Continuity: To prove that $x_0$ is continuous, pick $t \in I$ and let $\varepsilon > 0$. Since $x_n \to x_0$ in $BC(I,\R)$ there exists $n_\varepsilon \in \mathbb N$ such that $\|x_0 - x_n\|_{BC(I,\R)} < \frac{\varepsilon}{3} \quad\text{ for }\quad n\geq n_\varepsilon.$ Fix such an $n$. Since $x_n$ is continuous, there exists $\delta := \delta(n,\varepsilon) > 0$ with $|x_n(s) - x_n(t)| < \frac{\varepsilon}{3} \quad\text{ for }\quad |s-t| < \delta.$ All taken together, \begin{align*} |x_0(s) - x_0(t)| &< |x_0(s) - x_n(s)| + |x_n(s) - x_n(t)| + |x_n(t) - x_0(t)| \\ &\leq \|x_0 - x_n\|_{BC(I,\R)} + |x_n(s) - x_n(t)| + \|x_n - x_0\|_{BC(I,\R)} \\ &< \frac{\varepsilon}{3} + \frac{\varepsilon}{3} + \frac{\varepsilon}{3} = \varepsilon \quad\text{ for }\quad |s-t| < \delta.\end{align*} Hence, $x_0$ is continuous.

This shows that every Cauchy sequence $\{x_n\}_n \subset BC(I,\R)$ converges (in $BC(I,\R)$) towards an element $x_0 \in BC(I,\R)$. Thus $BC(I,\R)$ is complete. 2)

### › The space of square-summable sequences is complete

The space of square-summable (complex or real) sequences is a Banach space with respect to the norm $\|x\|_{l_2} = ( \sum_{j\geq 1} |x_j|^2)^{1/2}$.

Proof

Proof

This time we pursue the proof for complex-valued sequences (it is no different from the proof for real-valued sequences).

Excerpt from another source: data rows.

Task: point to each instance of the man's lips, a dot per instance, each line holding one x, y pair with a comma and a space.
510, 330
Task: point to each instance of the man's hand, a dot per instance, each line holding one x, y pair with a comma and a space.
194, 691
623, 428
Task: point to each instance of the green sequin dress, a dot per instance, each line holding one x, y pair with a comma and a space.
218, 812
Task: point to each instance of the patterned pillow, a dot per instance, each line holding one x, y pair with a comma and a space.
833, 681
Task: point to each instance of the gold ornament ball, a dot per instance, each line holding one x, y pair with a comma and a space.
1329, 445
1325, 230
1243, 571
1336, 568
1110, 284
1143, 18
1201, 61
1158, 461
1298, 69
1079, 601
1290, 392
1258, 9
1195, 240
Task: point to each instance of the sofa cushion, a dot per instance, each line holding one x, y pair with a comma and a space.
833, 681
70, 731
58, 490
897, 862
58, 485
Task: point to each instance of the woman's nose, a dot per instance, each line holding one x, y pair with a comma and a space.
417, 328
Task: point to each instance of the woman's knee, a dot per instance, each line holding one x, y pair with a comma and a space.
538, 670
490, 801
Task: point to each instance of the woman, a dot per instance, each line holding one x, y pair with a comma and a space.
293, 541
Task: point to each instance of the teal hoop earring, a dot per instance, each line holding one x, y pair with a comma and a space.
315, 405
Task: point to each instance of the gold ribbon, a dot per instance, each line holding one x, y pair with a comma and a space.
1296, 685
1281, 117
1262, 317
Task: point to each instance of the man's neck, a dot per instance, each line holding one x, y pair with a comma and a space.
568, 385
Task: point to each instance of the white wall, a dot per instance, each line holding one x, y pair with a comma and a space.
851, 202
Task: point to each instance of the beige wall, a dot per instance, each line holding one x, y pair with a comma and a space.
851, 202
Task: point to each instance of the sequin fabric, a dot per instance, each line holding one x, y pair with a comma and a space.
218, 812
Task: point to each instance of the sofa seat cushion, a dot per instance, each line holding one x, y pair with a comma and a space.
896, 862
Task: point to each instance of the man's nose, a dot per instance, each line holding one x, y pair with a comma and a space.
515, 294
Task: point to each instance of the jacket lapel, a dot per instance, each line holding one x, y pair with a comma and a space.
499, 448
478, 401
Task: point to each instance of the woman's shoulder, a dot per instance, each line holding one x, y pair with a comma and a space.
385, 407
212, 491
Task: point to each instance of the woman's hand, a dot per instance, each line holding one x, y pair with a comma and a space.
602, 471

Pointwise convergence: Take $\{x_n\}_n$ Cauchy in $l_2$, with $x_n = (x_n(1),x_n(2), \ldots)$. Then $|x_n(j) - x_m(j)| \leq \Big( \sum_{j=1}^\infty |x_n(j) -x_m(j)|^2 \Big)^{1/2} = \|x_n-x_m\|_{l_2} \to 0 \quad\text{ as }\quad m,n \to \infty.$ Thus, for each $j \in \mathbb N$, $\{x_n(j)\}_n$ is Cauchy in $\mathbb C$, and thus convergent: $\forall\: j \in \mathbb N \quad \exists \: x_0(j) = \lim_{n \to \infty} x_n(j) \in \mathbb C.$ Let $x_0 := (x_0(1), x_0(2),\ldots)$.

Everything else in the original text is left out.